Community Radio Station KMUZ has completed installation of an emergency back-up generator at its transmitter site on a hilltop near Turner. “This is an important step in a multi-stage plan to equip KMUZ to serve listeners and local governments in times of crisis or emergencies,” said Station Manager Dave Hammock. This generator will keep KMUZ’s primary transmitter, operating at 88.5 MHz, on the air when power goes down in rural Marion County.
The project was funded by a grant from the Autzen Foundation and a Community Project Fund Grant from Marion County, as well as listeners and supports of the station. “We are grateful to Marion County for this support,” said KMUZ President Melanie Zermer. “We have been working since we first began operating to assist the Counties and Cities in our coverage area to communicate with their citizens. This step allows us to offer that communications channel when it may be most important.”
KMUZ operates a second frequency, 100.7 MHz, which broadcasts from a communications site closer to Salem. This translator/repeater is provided emergency power by the firm that owns and operates the site. “Now both frequencies will be able to keep broadcasting in a power outage,” said Hammock.

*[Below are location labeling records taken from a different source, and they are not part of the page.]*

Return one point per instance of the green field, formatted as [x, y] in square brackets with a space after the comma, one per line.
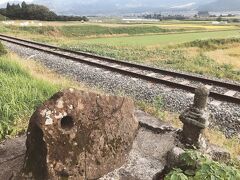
[197, 47]
[162, 40]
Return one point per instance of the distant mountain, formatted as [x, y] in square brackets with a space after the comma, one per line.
[118, 7]
[93, 7]
[222, 5]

The mid-Valley’s community broadcaster will seek funding over the next year to complete the remaining steps in its long range plan to assist EMS and Public Safety entities in emergencies. As provided in the governing Board’s Strategic Plan, KMUZ will work to install a generator at the studio location in north Salem and to install base stations and license portable transmitters for a broadcast RPU (Remote Pick Up) system. The RPU transmitter can be used to connect the Studio with locations such as a command center in an emergency or a briefing at a communications briefing by EMS personnel.

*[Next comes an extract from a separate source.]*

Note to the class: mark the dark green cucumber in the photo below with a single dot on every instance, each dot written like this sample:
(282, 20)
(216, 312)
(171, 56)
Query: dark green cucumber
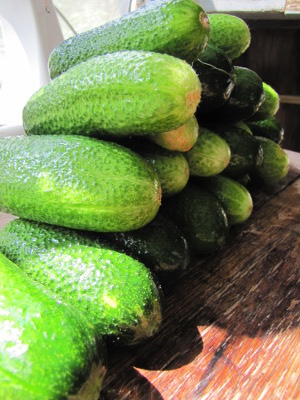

“Such an RPU link also allows us to broadcast from a temporary location or serve as a temporary link between our studio and the transmitter” said Hammock.
KMUZ began serving Salem and the mid-Willamette Valley in December of 2011. Operating entirely with community volunteers, KMUZ is on the air 24/7 and produces nearly 100 hours per week of local, hand-crafted radio. The station is owned by Willamette Information, News & Entertainment Service, a locally charted non-profit corporation.